Entre fresque sociale et enquête policière, Nos vies en flammes, paru lors de cette rentrée littéraire d’hiver, est rude, noir, et peut-être paradoxalement déshumanisé, laissant ses personnages errer comme des silhouettes décharnées.
L’héroïne embrase les Appalaches de David Joy
Cette peinture des Appalaches est esquissée à coups d’allumettes qui embrasent les veines et les herbes sèches, trop sèches de cette région éreintée, asphyxiée par la pauvreté et par les opiacés qui se sont vite transformés en héroïne. David Joy n’élabore pas seulement une fresque de ces montagnes et des hillbillies qui y vivent : il préfère créer une enquête policière, et, en filigrane, crayonner les silhouettes de ces hommes et de ces femmes abandonnés dans les réserves amérindiennes ou même à leur lisière – jetés en pâture à la drogue. Cette dernière semble le personnage principal de Nos vies en flammes, sa raison d’être.
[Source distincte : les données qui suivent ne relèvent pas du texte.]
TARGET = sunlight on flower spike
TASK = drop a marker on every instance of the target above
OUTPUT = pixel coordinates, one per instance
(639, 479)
Dans la postface, à l’origine un article paru dans la revue America en 2020, l’auteur relate cette déliquescence, ce fléau, traînée de poudre qui tue des centaines de milliers de personnes chaque année aux États-Unis et plus particulièrement dans ces Smoky Mountains dont il est lui-même originaire.
Nos vies en flammes : des cendres d’émotions
Pourtant, si le désarroi se perçoit dans l’ombre violacée des héros de David Joy, il ne laisse pas éclater sa colère ni même ne rend ces pages lourdes de larmes, vibrantes de ce vécu, de ces blessures qu’il laisse transparaître dans la postface si intime. Cela, il le réserve à quelques brèves épiphanies avant que la noirceur brute ne reprenne le dessus, estompant les sentiments qui se devinent tout juste, mais aussi aux derniers chapitres, poignants, poétiques, rachetant presque le temps accordé à l’enquête et le factuel des phrases.
David Joy s’attarde sur les différents acteurs de ce réseau méphistophélique, se concentre surtout sur ses victimes – directes ou collatérales. Ainsi, se croisent dans ces chapitres un homme amérindien étrangement tendre et cynique derrière son addiction, un père face aux démons de son fils, un commandant de police presque transparent et un agent infiltré dont nous ne savons que peu de choses. Leurs existences en frôlent d’autres, papillons de nuit se heurtant à la lumière, promesse de douceur croient-ils. Les émotions sont distantes, comme les lueurs de l’incendie que les héros devinent au loin sans vraiment en avoir conscience. Si la fumée les prend à la gorge et voile l’horizon, les flammes restent invisibles. De même, les sentiments des focalisateurs sont enclos dans leurs cœurs, la plupart du temps impénétrables.